Стендаль в молодости
Байрон (на страницах романа) одобряет то, что Бонапарт вывез из Франции целый полк ученых исследователей, археологов, искусствоведов, которые направили Европу на путь изучения итальянских сокровищ. Стендаль ему возражает: «Французские буржуа и артиллерийские офицеры на этот раз оказались одинаково заинтересованными в хорошей дороге… А что касается изящных искусств, то помните, что Парма, Модена, Болонья, Феррара отдали Бонапарту все свои старые картины и рукописи под угрозой штыков вместе с десятками миллионов франков контрибуции».[47] Действительно, стоит напомнить читателю, что Наполеон ограбил всю Италию и свез в Париж художественные полотна из других покоренных им стран (Тициана – 24, Рембрандта – 31, Рубенса – 51). Вот для чего и развязывают войны узурпаторы. Не стоит забывать, что в реальной жизни Байрон пошел сражаться за свободу Греции и погиб за святое дело, тогда как Стендаль верой и правдой служил Наполеону в его преступной попытке поработить Россию.

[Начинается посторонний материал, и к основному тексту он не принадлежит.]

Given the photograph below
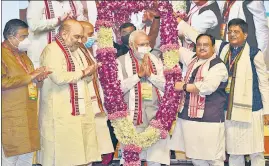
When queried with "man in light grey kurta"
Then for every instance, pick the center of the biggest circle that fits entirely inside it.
(141, 75)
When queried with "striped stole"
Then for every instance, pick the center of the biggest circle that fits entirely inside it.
(138, 120)
(70, 68)
(49, 11)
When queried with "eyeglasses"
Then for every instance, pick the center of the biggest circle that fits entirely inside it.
(143, 45)
(199, 45)
(233, 32)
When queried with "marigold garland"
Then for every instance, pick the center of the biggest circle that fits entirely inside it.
(119, 12)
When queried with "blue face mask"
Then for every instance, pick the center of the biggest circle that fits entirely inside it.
(89, 42)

В Стендале воплотились многие противоречивые черты людей его поколения – храбрость и цинизм, мечтательность и черствость, искренность и эгоизм. Это обстоятельство даже побудило некоторых критиков заявить, что он «не только не был романтиком, но даже был настолько чужд своему веку, насколько это вообще возможно». Время кое-чему его научило… Политикой он был сыт по горло, ставя перед собой иную цель – стать просветителем. «Я должен накапливать опыт, иначе я погиб, как писатель». Но какой опыт можно почерпнуть в эпоху Реставрации? Если в реальной жизни правят негодяи, нужно, по крайней мере, попытаться создать достойный идеал в литературе. Художник имеет право, и даже обязан силой своего таланта «изменить жизнь».
Стендаль стремится сделать главным действующим лицом его романов правду. Эту правду он старается постичь с помощью точных и верных методов науки. Еще в юности он записал в свой дневник: «Применить приемы математики к человеческому сердцу. Положить эту идею в основу творческого метода и языка страстей – в этом всё искусство». Первым эпиграфом к роману «Красное и черное» стали слова: «Правда, только правда» (позже девиз повторят писатели братья Гонкуры, говоря, что в их «Дневнике» – «полная правда о людях»)… Если Италия пробудила в Стендале романтика, то Россия с Францией (куда он вернулся после трагического похода), сделали его скептиком.
Теодор Жерико. Офицер императорских конных егерей во время атаки. 1812.